Abstract
In late December 2019, an emerging viral infection COVID-19 was identified in Wuhan, China, and became a global pandemic. Characterization of the genetic variants of SARS-CoV-2 is crucial in following and evaluating their spread across countries. In this study, we collected and analyzed 3,067 SARS-CoV-2 genomes isolated from 59 countries during the first three months after the onset of this virus. Using comparative genomics analysis, we traced the profiles of the whole-genome mutations and compared the frequency of each mutation in the studied population. The accumulation of mutations during the epidemic period with their geographic locations was also monitored. The results showed 716 site mutations, of which 457 (64%) had a non-synonymous effect.
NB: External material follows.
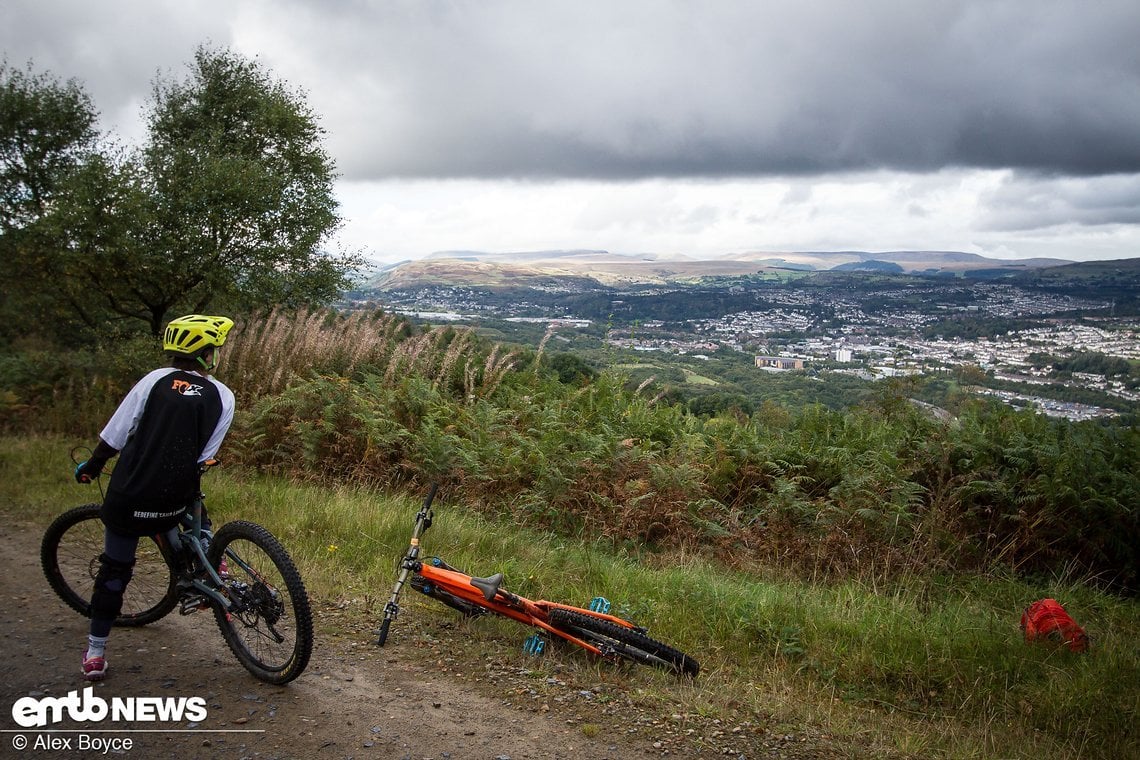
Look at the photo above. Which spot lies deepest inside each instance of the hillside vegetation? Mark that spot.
(838, 569)
(874, 490)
Frequencies of mutated alleles revealed the presence of 39 recurrent non-synonymous mutations, including 10 hotspot mutations with a prevalence higher than 0.10 in this population and distributed in six genes of SARS-CoV-2. The distribution of these recurrent mutations on the world map revealed certain genotypes specific to the geographic location. We also found co-occurring mutations resulting in the presence of several haplotypes. Thus, evolution over time has shown a mechanism of co-accumulation and the phylogenetic analysis of this population indicated that this virus can be divided into 3 clades, including a subgroup-specific to the genomes of the United States. On the other hand, analysis of the selective pressure revealed the presence of several negatively selected residues that could be useful for considerations as therapeutic target design.
We have also created an inclusive unified database (http://moroccangenomes.ma/covid/) that lists all of the genetic variants of the SARS-CoV-2 genomes found in this study with phylogeographic analysis around the world.
Competing Interest Statement
The authors have declared no competing interest.